Nov 9, 2015 dans Entreprises

Bon marché et distribué chez les buralistes, le service de compte bancaire alternatif a dépassé sa cible initiale des ménages modestes. Prochaines terres de conquête : les clients professionnels et l’international.

Automne 2015. Dans un open space lumineux dominant le gigantesque dépôt ferroviaire de Charenton-le-Pont, une équipe répond aux appels des clients. A côté, dans la salle de réunion, les deux fondateurs de Compte-Nickel, Hugues Le Bret, un ancien de la Société générale et cocréateur de sa filiale Boursorama, et Ryad Boulanouar, l’ingénieur geek ayant développé le Pass Navigo, ont les yeux qui brillent d’excitation. Un chiffre clignote sur l’écran. C’est le nombre de comptes ouverts : deux nouveaux clients par minute au plus fort de la journée !

Distribué chez les buralistes – où défilent chaque jour 11 millions de Français –, leur service bancaire révolutionnaire fait un tabac. En dix-huit mois, la Financière des paiements électroniques (FPE), la société mère, a conquis plus de 180.000 clients. Un seuil que Boursorama a mis quatre ans à atteindre, avec des moyens et des actionnaires autrement plus puissants. Progressant à une cadence soutenue (30.000 ouvertures en octobre), Compte-Nickel vise le million de clients d’ici à 2018.

Pour y arriver, pas question de renoncer aux quatre ingrédients qui ont séduit les premiers clients : utilité, simplicité, transparence et universalité. “Un cas d’école !” salue Guillaume-Olivier Doré, entrepreneur à succès et fondateur d’un fonds consacré à la fintech. Pour un abonnement annuel de 20 euros, Compte-Nickel offre le service bancaire minimal : une carte MasterCard, un RIB, un site Internet et un service clients. L’inscription se fait en cinq minutes. Une adresse et une pièce d’identité suffisent, aucune condition de revenus n’est exigée. Car le compte, débité instantanément, a la spécificité de ne pouvoir être débiteur.
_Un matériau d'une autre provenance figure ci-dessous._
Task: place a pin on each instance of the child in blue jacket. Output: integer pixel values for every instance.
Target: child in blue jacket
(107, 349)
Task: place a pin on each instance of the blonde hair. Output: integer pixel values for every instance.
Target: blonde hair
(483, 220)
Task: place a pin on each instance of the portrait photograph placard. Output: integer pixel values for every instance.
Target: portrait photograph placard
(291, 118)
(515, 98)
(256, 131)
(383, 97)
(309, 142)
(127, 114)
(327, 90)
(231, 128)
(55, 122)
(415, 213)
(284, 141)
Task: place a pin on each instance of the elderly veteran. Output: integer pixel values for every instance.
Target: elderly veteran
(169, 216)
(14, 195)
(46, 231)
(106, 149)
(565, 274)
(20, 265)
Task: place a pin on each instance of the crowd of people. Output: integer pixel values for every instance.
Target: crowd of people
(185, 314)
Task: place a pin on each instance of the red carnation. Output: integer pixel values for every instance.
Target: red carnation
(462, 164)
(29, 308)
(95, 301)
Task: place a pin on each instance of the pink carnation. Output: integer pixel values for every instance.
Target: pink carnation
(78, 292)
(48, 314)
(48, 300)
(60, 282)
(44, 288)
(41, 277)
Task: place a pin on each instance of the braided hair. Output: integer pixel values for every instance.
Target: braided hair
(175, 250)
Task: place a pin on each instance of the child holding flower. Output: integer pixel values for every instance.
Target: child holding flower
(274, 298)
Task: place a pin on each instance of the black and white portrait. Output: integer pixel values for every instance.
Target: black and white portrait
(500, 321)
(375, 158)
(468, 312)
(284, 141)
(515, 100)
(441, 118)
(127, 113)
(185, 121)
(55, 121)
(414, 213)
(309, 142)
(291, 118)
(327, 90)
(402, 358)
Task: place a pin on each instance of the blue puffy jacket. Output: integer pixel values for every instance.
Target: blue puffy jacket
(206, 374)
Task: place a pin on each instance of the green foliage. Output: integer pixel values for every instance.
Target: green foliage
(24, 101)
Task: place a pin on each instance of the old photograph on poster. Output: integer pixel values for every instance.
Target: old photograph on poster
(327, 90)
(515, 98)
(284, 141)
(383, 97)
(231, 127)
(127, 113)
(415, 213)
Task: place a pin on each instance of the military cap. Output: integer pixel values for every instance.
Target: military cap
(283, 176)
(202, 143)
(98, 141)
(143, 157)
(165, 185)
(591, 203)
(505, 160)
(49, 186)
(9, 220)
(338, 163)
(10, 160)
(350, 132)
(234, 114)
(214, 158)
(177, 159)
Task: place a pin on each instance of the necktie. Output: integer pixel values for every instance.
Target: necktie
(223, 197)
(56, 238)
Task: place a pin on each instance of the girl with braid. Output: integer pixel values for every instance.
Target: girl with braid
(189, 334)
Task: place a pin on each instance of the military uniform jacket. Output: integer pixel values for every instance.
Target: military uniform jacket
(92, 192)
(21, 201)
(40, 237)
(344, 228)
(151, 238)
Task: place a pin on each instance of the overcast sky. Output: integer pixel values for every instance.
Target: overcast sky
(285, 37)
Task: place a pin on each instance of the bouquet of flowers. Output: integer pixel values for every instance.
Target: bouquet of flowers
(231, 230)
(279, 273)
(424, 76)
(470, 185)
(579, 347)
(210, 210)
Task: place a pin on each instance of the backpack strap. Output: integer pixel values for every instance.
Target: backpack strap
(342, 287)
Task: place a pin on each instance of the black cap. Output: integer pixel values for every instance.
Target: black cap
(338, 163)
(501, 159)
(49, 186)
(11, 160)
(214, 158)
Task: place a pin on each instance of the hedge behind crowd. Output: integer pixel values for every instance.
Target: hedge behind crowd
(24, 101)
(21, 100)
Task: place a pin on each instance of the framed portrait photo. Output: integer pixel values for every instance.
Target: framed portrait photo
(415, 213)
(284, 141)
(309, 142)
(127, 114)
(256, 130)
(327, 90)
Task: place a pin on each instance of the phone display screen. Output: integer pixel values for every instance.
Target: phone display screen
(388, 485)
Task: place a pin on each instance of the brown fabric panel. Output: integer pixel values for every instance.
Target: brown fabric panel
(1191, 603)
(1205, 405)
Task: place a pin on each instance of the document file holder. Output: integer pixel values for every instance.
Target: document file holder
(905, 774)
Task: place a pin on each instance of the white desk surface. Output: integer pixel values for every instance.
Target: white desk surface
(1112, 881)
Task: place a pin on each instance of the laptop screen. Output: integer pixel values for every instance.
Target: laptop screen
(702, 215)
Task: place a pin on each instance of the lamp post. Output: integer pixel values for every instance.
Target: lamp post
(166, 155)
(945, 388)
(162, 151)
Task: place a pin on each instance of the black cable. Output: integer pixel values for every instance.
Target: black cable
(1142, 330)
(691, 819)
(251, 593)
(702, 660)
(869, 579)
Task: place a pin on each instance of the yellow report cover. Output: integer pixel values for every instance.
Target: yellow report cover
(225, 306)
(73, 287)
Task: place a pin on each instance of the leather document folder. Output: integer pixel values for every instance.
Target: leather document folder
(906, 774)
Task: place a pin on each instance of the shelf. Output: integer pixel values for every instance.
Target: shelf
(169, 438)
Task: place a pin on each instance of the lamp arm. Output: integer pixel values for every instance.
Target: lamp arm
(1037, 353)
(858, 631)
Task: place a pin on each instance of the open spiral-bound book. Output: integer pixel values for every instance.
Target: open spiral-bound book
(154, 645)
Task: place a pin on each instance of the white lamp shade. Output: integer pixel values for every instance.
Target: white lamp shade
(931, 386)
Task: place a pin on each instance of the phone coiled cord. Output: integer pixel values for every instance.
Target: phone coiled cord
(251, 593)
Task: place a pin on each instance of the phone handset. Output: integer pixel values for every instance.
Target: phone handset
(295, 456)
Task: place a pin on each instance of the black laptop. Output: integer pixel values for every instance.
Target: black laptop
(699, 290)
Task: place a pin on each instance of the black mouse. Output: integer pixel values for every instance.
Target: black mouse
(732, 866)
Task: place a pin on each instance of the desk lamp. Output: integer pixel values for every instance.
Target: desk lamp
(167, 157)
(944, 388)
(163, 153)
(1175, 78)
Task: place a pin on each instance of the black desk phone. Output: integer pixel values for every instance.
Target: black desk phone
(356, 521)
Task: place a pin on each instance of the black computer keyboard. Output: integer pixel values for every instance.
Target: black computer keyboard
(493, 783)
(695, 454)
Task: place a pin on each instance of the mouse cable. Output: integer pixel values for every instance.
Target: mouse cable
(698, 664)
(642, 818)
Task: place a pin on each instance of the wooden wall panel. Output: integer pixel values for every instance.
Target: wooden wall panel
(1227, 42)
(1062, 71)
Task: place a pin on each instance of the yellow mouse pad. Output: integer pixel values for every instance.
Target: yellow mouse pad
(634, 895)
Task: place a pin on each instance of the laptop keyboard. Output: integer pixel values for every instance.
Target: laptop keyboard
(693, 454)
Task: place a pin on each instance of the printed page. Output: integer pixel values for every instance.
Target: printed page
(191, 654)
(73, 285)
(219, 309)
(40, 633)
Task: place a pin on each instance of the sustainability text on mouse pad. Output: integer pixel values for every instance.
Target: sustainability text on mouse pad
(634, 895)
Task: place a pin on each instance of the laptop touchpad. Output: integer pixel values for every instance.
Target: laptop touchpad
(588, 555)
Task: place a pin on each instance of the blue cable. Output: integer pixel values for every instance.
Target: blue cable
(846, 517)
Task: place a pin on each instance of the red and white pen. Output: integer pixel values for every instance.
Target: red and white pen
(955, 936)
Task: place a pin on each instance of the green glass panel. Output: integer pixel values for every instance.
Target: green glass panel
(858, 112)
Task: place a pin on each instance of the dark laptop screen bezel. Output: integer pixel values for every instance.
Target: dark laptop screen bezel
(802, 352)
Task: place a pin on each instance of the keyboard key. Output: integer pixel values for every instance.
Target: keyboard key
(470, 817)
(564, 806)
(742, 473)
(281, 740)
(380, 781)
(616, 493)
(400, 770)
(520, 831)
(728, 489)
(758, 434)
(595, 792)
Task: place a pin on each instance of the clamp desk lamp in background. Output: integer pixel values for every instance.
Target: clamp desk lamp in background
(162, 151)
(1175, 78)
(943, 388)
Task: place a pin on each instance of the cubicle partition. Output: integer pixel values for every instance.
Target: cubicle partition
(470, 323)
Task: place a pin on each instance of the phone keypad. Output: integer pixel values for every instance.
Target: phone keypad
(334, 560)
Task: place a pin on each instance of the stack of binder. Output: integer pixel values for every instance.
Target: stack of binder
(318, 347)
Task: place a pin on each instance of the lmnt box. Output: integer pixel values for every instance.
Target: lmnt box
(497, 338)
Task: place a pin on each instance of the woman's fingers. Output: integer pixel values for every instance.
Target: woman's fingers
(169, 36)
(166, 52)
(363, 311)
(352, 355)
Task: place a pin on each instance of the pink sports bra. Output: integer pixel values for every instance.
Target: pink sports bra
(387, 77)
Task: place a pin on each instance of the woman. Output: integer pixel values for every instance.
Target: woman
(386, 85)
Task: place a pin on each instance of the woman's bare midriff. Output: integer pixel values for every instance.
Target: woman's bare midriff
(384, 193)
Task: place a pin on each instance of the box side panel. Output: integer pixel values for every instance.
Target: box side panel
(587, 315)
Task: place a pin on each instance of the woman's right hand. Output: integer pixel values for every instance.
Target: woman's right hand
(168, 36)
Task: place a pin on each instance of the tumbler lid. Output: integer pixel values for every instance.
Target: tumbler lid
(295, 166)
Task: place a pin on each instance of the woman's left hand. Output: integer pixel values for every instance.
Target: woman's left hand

Pas d’argent ? La carte est bloquée. Un modèle qui évite aux ménages les plus modestes des frais d’agios punitifs. “Nous sommes le seul service bancaire qui ne fasse pas payer les pauvres plus cher que les riches”, souligne Ryad Boulanouar. Tout en séduisant une cible extrêmement large, du chômeur au bobo argenté, bien au-delà des populations fragiles (chômeurs, interdits bancaires) visées à l’origine. “Je vois de tout, confirme un buraliste du VIe arrondissement parisien. Des étudiants en colocation, une dame qui confie la carte à son employée de maison, des jeunes salariés…”

Chouchou des investisseurs

Adopté par les consommateurs, Compte-Nickel a aussi fait craquer les investisseurs. Lancée avec des capitaux privés (136 business angels), la start-up a levé en septembre 10 millions d’euros, dont 5 millions apportés par le fonds Partech Ventures. “Le projet réunit tous les atouts que nous aimons : une technologie et un marketing complètement nouveaux pour attaquer un marché délaissé depuis longtemps”, explique Philippe Collombel, cofondateur de ce fonds.

Riche de cette cagnotte, la start-up compte d’abord étoffer et bichonner son réseau de distribution en France. Déjà un millier à s’être équipés d’une borne Compte-Nickel, les bureaux de tabac seront bientôt trois fois plus nombreux. Un investissement de 1 million d’euros. “Nous sommes en train d’instruire les dossiers de 1.700 buralistes qui seront bientôt équipés”, explique Hugues Le Bret. Pour ces petits distributeurs, confrontés à une baisse des ventes du tabac, des jeux et des timbres fiscaux, Compte-Nickel est un relais de croissance et une façon d’améliorer leur image. De vendeurs de tabac, ils deviennent banquiers. Plus chic. D’où l’implication forte de leur organisme professionnel, la Confédération nationale des buralistes de France, actionnaire historique, qui a renforcé sa participation à 6,1%. Pour soutenir les points de vente, FPE fournit affichettes, dépliants et posters. Et les buralistes pourront bientôt accrocher à leur porte une enseigne en aluminium blanc, à côté de la carotte rouge des tabacs ou du ticket RATP.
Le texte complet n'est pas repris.